The simplest form of anomaly detection is just periodically counting the occurrences of a specific kind of event over a given period, and firing an alert if this count is zero. However, sometimes it happens that only a part of a website, or its tracking, has a problem, or that a problem only occurs for users with a certain browser or device. In this case, the event count will not be zero, but just lower (or higher!) than “usual”. In anomaly detection, we try to predict this “usual” number of events, based on comparable data in the historical data.

The question now is, how much should the current data differ from the historical data, before we fire an alert? One idea is to fire an alert whenever the current event count is a certain fixed percentage lower than the prediction based on the historical data. However, choosing such a percentage might not be very practical, as this differs a lot for different kinds of data sets and for different applications.

A more sophisticated method of deciding how much you allow the current data to differ from the historic data is to use the standard deviation of the historical data . If we assume that the data coming from your website is approximately normally distributed for a given time slot of the day, then this implies that about 68% of the data values lie within one standard deviation of the mean. Within two standard deviations of the mean, this is even 95%, and about 99.7% of the data should lie within three standard deviations from the mean. This means that if you measure a data point that is more than three times the standard deviation away from the mean, then this data point is probably anomalous. Depending on how strict you want your anomaly detection system to be, you can choose different thresholds for sending an alert.

Let’s say we are setting up anomaly detection for the number of pageviews of the different pages of a certain website. Most likely the number of pageviews varies during the day, and perhaps even during the week. Using data that we already collected for a while in Harvest Store, we record the average number of pageviews per page per hour per day of the week, as well as the standard deviation for every time slot and page. This record thus represents the periodic change in pageviews, that we consider “normal” for this particular website. Then, we set up a search in Harvest Store that checks every hour how many pageviews each page had in the last hour, and compares these values to the averages that we saved in our table.
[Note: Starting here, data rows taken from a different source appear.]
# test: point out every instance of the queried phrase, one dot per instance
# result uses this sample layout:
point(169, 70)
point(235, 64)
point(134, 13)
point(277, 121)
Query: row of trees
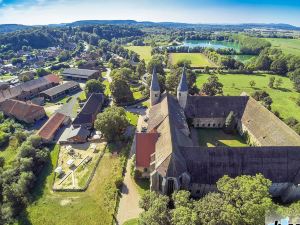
point(239, 201)
point(43, 37)
point(16, 182)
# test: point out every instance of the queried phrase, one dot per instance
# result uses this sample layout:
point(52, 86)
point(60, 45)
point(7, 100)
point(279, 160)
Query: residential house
point(52, 94)
point(88, 114)
point(22, 111)
point(80, 74)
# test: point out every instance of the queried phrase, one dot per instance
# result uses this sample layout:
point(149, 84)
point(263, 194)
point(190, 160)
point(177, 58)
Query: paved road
point(67, 109)
point(129, 202)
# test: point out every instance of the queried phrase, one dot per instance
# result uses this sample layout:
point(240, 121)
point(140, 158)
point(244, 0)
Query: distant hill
point(5, 28)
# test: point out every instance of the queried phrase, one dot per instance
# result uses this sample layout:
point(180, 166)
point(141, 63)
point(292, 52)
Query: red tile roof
point(52, 78)
point(21, 110)
point(145, 146)
point(51, 126)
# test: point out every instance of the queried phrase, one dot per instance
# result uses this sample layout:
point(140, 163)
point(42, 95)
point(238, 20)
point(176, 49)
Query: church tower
point(154, 89)
point(182, 90)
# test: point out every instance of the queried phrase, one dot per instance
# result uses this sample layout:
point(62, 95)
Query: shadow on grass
point(143, 184)
point(40, 186)
point(284, 89)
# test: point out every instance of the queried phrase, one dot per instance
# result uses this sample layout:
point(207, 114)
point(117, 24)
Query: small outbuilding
point(60, 91)
point(80, 74)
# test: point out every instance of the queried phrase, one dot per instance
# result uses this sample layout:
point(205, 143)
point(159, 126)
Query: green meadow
point(288, 46)
point(197, 59)
point(95, 206)
point(284, 98)
point(143, 51)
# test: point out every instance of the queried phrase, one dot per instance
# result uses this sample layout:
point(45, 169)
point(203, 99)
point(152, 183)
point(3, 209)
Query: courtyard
point(75, 165)
point(217, 137)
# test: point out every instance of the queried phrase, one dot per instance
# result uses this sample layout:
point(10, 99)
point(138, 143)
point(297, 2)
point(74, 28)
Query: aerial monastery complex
point(172, 158)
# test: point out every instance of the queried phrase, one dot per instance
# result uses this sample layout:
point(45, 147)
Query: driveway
point(129, 202)
point(68, 108)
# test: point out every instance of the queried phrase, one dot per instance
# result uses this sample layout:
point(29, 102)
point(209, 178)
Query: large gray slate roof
point(208, 165)
point(154, 81)
point(79, 72)
point(183, 86)
point(215, 106)
point(60, 88)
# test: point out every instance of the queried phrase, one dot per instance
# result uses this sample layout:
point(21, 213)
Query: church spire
point(183, 87)
point(154, 89)
point(154, 81)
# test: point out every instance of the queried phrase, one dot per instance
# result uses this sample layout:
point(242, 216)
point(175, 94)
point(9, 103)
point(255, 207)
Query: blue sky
point(192, 11)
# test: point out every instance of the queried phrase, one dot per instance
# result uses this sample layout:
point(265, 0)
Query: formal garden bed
point(76, 164)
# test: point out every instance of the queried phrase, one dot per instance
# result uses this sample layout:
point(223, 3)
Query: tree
point(16, 61)
point(112, 122)
point(267, 101)
point(263, 62)
point(213, 86)
point(278, 83)
point(157, 62)
point(245, 205)
point(141, 69)
point(229, 125)
point(120, 91)
point(212, 210)
point(271, 82)
point(279, 66)
point(42, 72)
point(291, 121)
point(94, 86)
point(252, 83)
point(173, 79)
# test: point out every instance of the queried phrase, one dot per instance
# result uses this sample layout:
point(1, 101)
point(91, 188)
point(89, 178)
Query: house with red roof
point(22, 111)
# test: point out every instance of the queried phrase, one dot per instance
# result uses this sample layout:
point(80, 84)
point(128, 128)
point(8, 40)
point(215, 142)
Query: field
point(288, 46)
point(216, 137)
point(92, 207)
point(284, 98)
point(197, 59)
point(143, 51)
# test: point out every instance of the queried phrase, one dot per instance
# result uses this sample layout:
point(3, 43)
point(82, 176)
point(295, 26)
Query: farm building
point(22, 111)
point(29, 89)
point(176, 160)
point(60, 91)
point(88, 114)
point(75, 135)
point(50, 128)
point(80, 74)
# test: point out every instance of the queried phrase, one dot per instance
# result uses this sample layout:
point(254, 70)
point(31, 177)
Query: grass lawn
point(198, 59)
point(216, 137)
point(131, 222)
point(288, 46)
point(284, 98)
point(137, 95)
point(10, 152)
point(142, 184)
point(143, 51)
point(82, 96)
point(132, 118)
point(107, 88)
point(92, 207)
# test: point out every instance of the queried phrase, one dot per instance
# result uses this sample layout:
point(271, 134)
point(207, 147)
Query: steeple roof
point(183, 83)
point(154, 81)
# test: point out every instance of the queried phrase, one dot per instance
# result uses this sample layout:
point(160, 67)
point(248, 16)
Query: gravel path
point(129, 202)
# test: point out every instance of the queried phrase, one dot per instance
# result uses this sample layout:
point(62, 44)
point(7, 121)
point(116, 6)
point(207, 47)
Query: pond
point(211, 44)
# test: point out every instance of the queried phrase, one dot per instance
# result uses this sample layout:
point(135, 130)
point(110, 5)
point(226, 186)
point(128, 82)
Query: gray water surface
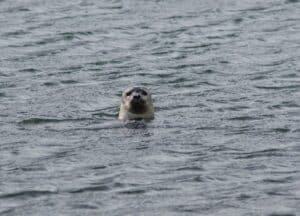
point(225, 77)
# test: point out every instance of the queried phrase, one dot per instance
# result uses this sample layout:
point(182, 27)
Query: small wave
point(28, 193)
point(91, 188)
point(263, 153)
point(278, 87)
point(133, 191)
point(32, 121)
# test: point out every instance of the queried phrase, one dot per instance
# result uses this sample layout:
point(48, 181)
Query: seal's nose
point(136, 96)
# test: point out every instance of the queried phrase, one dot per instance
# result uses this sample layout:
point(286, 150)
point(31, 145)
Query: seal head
point(136, 103)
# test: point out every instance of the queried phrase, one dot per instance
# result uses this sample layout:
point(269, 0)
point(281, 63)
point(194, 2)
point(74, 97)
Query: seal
point(136, 103)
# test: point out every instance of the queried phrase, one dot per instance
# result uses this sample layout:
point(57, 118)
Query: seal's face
point(136, 103)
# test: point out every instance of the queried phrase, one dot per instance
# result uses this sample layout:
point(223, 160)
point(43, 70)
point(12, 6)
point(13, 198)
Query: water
point(225, 80)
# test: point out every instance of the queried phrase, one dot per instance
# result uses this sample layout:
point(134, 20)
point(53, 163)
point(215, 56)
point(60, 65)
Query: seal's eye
point(144, 92)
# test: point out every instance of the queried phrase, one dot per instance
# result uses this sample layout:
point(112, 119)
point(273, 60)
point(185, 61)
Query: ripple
point(262, 153)
point(28, 193)
point(36, 121)
point(91, 188)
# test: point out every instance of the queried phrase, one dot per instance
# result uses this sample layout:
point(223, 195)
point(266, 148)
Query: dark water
point(226, 84)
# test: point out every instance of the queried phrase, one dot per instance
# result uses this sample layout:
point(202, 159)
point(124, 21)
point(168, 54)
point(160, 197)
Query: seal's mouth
point(138, 106)
point(137, 101)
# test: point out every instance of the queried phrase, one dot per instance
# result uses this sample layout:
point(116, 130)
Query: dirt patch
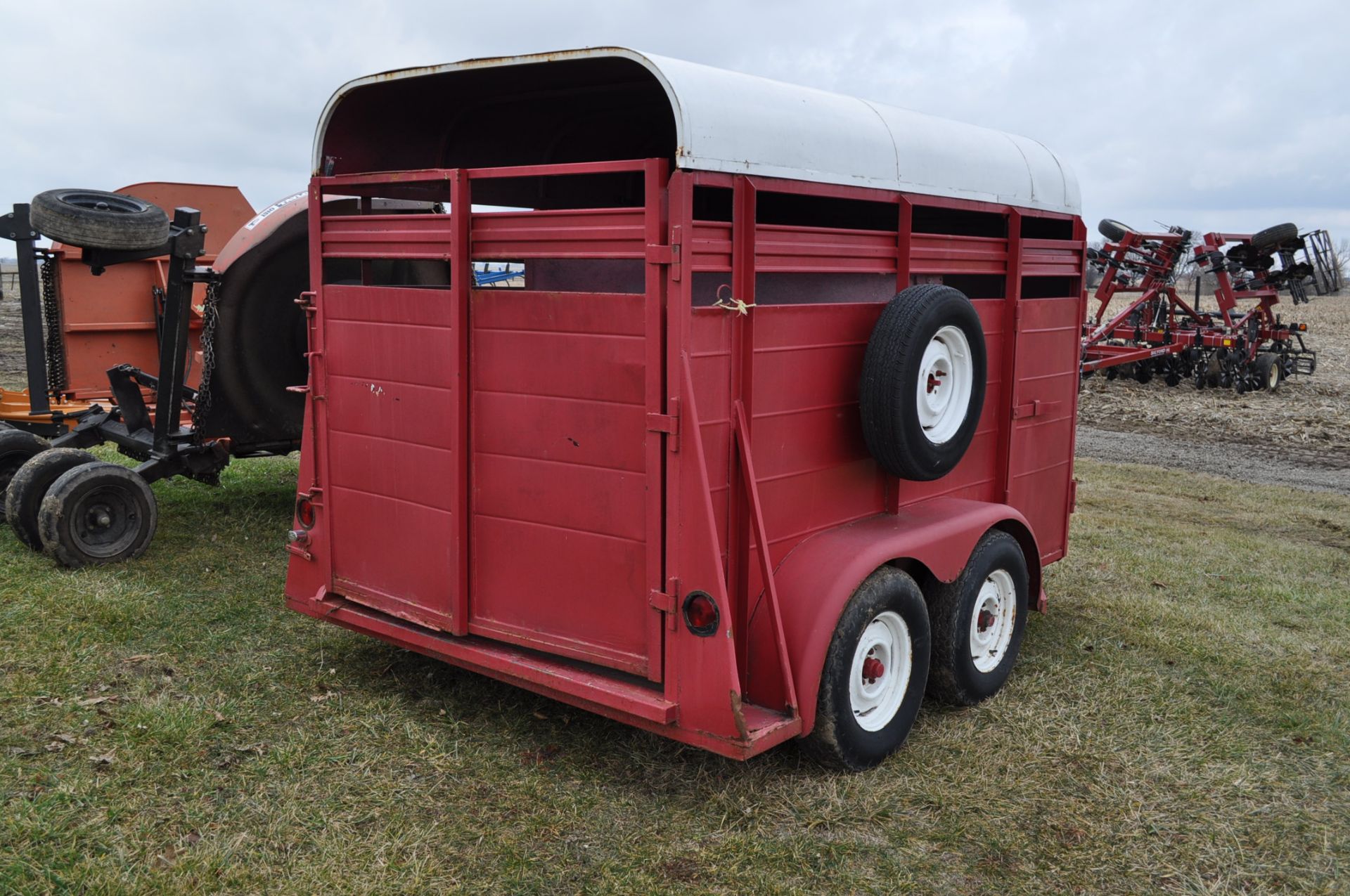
point(1228, 459)
point(1306, 422)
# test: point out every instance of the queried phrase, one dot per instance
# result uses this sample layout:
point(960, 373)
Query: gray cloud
point(1179, 112)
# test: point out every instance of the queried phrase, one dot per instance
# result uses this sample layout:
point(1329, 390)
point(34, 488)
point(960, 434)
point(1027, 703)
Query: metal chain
point(56, 349)
point(210, 320)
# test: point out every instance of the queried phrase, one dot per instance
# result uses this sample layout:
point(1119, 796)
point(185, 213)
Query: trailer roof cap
point(612, 103)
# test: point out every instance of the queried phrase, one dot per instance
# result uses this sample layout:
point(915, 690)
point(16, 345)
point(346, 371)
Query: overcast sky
point(1230, 115)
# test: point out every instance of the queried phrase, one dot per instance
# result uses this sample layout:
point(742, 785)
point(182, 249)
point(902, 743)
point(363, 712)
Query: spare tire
point(1273, 236)
point(1113, 230)
point(96, 219)
point(924, 378)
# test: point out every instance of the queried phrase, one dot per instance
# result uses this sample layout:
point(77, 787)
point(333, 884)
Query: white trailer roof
point(745, 124)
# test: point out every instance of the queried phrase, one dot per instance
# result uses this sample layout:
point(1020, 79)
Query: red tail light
point(305, 513)
point(701, 613)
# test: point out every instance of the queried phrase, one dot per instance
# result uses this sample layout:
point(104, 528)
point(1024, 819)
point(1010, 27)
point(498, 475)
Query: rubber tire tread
point(952, 676)
point(837, 741)
point(23, 497)
point(17, 446)
point(53, 525)
point(887, 403)
point(92, 228)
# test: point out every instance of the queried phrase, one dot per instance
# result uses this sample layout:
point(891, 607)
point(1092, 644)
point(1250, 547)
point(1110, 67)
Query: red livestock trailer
point(774, 435)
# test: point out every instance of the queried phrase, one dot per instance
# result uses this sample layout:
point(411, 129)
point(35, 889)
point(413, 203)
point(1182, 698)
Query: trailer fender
point(820, 575)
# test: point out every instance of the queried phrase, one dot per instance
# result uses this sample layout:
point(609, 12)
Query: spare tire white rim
point(946, 378)
point(880, 671)
point(993, 621)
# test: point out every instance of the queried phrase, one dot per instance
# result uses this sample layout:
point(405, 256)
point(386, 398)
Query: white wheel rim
point(993, 621)
point(946, 375)
point(880, 671)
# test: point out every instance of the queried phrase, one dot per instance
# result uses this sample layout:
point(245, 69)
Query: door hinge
point(666, 601)
point(658, 254)
point(667, 424)
point(1033, 409)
We decide that if the current number of pageviews for a certain page is lower than its historical average minus two times the standard deviation for that time slot, we want an alert to be sent through email.

We have successfully implemented setups, similar to the one described above, for a number of our customers. They receive notices through email, Slack, or other channels, that warn them when part of their website or app, or the corresponding tracking, does not operate correctly. This turns out to be a very valuable addition to their infrastructure. Since, for many of them, a lot of people work on the online platforms, making errors and conflicting changes inevitable. Also, new browser- and os-compatibility issues might otherwise go unnoticed for a long time. Using an alerting system based on the flow of raw data, allows for the early detection of such issues and makes it possible to fix them before they can do real harm.